Main  Contacts  
Table of contents
AMORY, SON OF BEATRICE
SPIRES AND GARGOYLES
THE EGOTIST CONSIDERS
NARCISSUS OFF DUTY
THE DEBUTANTE
EXPERIMENTS IN CONVALESCENCE
YOUNG IRONY
THE SUPERCILIOUS SACRIFICE
THE EGOTIST BECOMES A PERSONAGE

BOOK TWO--The Education of a Personage

 

 

 

 

CHAPTER 1. The Debutante

 

 

 

The time is February. The place is a large, dainty bedroom in the 

Connage house on Sixty-eighth Street, New York. A girl's room: pink 

walls and curtains and a pink bedspread on a cream-colored bed. Pink and 

cream are the motifs of the room, but the only article of furniture 

in full view is a luxurious dressing-table with a glass top and a 

three-sided mirror. On the walls there is an expensive print of "Cherry 

Ripe," a few polite dogs by Landseer, and the "King of the Black Isles," 

by Maxfield Parrish. 

 

Great disorder consisting of the following items: (1) seven or eight 

empty cardboard boxes, with tissue-paper tongues hanging panting from 

their mouths; (2) an assortment of street dresses mingled with their 

sisters of the evening, all upon the table, all evidently new; (3) a 

roll of tulle, which has lost its dignity and wound itself tortuously 

around everything in sight, and (4) upon the two small chairs, a 

collection of lingerie that beggars description. One would enjoy seeing 

the bill called forth by the finery displayed and one is possessed by 

a desire to see the princess for whose benefit--Look! There's some one! 

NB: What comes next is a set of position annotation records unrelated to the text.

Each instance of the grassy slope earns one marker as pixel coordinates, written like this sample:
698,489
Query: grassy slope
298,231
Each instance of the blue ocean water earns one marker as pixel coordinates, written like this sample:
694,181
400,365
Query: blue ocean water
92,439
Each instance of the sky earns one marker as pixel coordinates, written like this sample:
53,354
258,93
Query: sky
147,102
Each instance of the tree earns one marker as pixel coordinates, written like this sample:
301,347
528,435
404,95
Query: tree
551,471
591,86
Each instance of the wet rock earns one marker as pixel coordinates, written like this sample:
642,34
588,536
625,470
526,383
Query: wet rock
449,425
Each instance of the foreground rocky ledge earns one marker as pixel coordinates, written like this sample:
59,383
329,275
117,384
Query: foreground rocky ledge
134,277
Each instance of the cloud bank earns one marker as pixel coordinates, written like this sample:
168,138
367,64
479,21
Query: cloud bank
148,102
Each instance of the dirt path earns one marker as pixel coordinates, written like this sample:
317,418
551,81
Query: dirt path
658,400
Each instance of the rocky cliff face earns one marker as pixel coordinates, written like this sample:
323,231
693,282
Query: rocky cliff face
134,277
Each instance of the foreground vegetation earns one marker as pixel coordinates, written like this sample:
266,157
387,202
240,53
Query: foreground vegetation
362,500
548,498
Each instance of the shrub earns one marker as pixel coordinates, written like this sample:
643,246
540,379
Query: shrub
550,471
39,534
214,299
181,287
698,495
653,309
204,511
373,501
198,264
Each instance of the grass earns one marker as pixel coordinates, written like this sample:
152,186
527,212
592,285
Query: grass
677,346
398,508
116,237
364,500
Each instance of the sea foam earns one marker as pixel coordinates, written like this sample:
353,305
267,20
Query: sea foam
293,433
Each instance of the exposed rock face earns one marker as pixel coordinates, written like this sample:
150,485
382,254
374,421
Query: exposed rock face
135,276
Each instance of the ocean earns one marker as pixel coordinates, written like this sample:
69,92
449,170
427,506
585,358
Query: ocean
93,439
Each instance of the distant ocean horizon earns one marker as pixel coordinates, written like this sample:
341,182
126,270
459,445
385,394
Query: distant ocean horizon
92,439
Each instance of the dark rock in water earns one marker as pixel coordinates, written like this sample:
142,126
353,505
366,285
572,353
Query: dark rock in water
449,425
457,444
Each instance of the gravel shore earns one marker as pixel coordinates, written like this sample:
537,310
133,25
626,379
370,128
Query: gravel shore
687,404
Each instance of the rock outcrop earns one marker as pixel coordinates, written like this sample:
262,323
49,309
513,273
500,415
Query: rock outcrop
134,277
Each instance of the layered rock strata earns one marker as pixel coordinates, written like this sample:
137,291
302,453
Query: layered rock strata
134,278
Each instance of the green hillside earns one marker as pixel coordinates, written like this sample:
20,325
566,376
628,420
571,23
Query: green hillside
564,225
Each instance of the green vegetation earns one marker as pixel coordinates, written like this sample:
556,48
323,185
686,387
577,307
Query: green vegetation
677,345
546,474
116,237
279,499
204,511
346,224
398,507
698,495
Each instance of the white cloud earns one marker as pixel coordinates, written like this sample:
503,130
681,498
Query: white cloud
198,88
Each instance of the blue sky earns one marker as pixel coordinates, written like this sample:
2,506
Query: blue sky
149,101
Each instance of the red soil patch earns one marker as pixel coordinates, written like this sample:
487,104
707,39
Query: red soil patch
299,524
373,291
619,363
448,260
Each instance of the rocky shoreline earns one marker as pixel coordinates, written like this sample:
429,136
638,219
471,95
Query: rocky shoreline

Disappointment! This is only a maid hunting for something--she lifts 

a heap from a chair--Not there; another heap, the dressing-table, the 

chiffonier drawers. She brings to light several beautiful chemises and 

an amazing pajama but this does not satisfy her--she goes out. 

 

An indistinguishable mumble from the next room. 

 

Now, we are getting warm. This is Alec's mother, Mrs. Connage, ample, 

dignified, rouged to the dowager point and quite worn out. Her lips move 

significantly as she looks for IT. Her search is less thorough than the 

maid's but there is a touch of fury in it, that quite makes up for its 

sketchiness. She stumbles on the tulle and her "damn" is quite audible. 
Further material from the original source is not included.